[llvm] e806370 - [LangRef] Update the semantic of `experimental.get.vector.length` (#104475)

Tue Aug 27 09:38:11 PDT 2024

Author: Min-Yih Hsu
Date: 2024-08-27T09:38:07-07:00
New Revision: e8063702cfbbf39f0b92283d0588dee264b5eb2b

URL: https://github.com/llvm/llvm-project/commit/e8063702cfbbf39f0b92283d0588dee264b5eb2b
DIFF: https://github.com/llvm/llvm-project/commit/e8063702cfbbf39f0b92283d0588dee264b5eb2b.diff

LOG: [LangRef] Update the semantic of `experimental.get.vector.length` (#104475)

The previous semantics of `llvm.experimental.get.vector.length` was too
permissive such that it gave optimizers a hard time on anything related
to the number of iterations of VP-vectorized loops.

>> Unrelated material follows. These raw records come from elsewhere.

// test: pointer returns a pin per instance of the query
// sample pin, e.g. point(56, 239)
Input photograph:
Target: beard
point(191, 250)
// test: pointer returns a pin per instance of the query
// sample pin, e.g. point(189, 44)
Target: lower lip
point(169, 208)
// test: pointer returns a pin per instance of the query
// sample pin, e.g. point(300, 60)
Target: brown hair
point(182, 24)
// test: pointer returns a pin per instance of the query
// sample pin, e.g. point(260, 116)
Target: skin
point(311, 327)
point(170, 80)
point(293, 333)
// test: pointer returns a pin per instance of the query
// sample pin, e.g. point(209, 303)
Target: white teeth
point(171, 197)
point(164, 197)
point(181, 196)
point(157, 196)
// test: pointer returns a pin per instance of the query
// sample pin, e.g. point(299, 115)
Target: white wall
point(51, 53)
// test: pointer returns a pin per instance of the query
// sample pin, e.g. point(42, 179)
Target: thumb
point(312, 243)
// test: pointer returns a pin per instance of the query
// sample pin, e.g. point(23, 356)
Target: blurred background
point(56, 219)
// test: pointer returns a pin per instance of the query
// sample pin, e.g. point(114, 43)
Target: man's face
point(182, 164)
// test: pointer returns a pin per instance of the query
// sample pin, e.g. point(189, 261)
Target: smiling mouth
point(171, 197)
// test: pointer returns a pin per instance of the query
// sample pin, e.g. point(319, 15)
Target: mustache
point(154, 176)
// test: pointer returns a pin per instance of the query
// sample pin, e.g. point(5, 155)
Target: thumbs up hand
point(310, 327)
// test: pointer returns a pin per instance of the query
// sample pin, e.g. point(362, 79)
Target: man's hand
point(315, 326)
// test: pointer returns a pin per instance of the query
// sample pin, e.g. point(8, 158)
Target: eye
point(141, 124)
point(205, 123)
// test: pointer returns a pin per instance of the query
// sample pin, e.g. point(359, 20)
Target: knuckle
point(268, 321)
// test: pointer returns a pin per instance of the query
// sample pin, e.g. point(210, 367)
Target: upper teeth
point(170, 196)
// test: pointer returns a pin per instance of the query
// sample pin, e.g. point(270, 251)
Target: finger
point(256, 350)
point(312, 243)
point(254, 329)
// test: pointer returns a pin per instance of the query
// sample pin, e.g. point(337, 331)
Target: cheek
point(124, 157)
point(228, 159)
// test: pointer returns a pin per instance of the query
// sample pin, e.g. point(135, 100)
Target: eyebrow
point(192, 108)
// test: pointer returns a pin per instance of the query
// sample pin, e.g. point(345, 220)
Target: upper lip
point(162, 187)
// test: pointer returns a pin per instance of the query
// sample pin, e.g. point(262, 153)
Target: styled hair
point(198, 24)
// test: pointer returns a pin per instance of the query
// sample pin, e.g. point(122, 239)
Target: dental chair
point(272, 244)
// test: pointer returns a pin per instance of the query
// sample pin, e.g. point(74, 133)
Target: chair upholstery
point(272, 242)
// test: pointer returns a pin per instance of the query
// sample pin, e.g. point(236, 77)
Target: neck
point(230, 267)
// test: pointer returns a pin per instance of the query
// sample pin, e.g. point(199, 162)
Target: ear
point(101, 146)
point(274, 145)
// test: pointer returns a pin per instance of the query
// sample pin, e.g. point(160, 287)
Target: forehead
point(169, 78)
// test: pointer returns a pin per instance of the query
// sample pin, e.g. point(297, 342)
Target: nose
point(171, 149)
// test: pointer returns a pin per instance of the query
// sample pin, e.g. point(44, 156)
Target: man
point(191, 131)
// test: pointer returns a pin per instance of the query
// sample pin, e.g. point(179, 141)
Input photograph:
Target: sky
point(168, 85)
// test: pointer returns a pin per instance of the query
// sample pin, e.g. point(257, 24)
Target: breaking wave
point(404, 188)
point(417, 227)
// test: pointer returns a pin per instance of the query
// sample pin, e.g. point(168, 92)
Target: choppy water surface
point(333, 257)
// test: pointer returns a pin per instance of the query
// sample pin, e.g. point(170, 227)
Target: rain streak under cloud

This patch tries to address this by assigning it a set of stricter
semantics similar to that of RVV's VSETVLI instructions, while being not
too RISC-V specific and leaving room for other (future) targets.

---------

Co-authored-by: Craig Topper <craig.topper at sifive.com>

Added: 
    

Modified: 
    llvm/docs/LangRef.rst

Removed: 
    


################################################################################
diff  --git a/llvm/docs/LangRef.rst b/llvm/docs/LangRef.rst
index 4887ae6ee99668..3581d1421febfd 100644

--- a/llvm/docs/LangRef.rst
+++ b/llvm/docs/LangRef.rst
@@ -19641,7 +19641,7 @@ vectorization factor should be multiplied by vscale.
 Semantics:
 """"""""""
 
-Returns a positive i32 value (explicit vector length) that is unknown at compile
+Returns a non-negative i32 value (explicit vector length) that is unknown at compile
 time and depends on the hardware specification.
 If the result value does not fit in the result type, then the result is
 a :ref:`poison value <poisonvalues>`.
@@ -19651,13 +19651,23 @@ in order to get the number of elements to process on each loop iteration. The
 result should be used to decrease the count for the next iteration until the
 count reaches zero.
 
-If the count is larger than the number of lanes in the type described by the
-last 2 arguments, this intrinsic may return a value less than the number of
-lanes implied by the type. The result will be at least as large as the result
-will be on any later loop iteration.
+Let ``%max_lanes`` be the number of lanes in the type described by ``%vf`` and
+``%scalable``, here are the constraints on the returned value:
 
-This intrinsic will only return 0 if the input count is also 0. A non-zero input
-count will produce a non-zero result.
+-  If ``%cnt`` equals to 0, returns 0.
+-  The returned value is always less than or equal to ``%max_lanes``.
+-  The returned value is always greater than or equal to ``ceil(%cnt / ceil(%cnt / %max_lanes))``,
+   if ``%cnt`` is non-zero.
+-  The returned values are monotonically non-increasing in each loop iteration. That is,
+   the returned value of an iteration is at least as large as that of any later
+   iteration.
+
+Note that it has the following implications:
+
+-  For a loop that uses this intrinsic, the number of iterations is equal to
+   ``ceil(%C / %max_lanes)`` where ``%C`` is the initial ``%cnt`` value.
+-  If ``%cnt`` is non-zero, the return value is non-zero as well.
+-  If ``%cnt`` is less than or equal to ``%max_lanes``, the return value is equal to ``%cnt``.
 
 '``llvm.experimental.vector.partial.reduce.add.*``' Intrinsic
 ^^^^^^^^^^^^^^^^^^^^^^^^^^^^^^^^^^^^^^^^^^^^^^^^^^^^^^^^^^^^^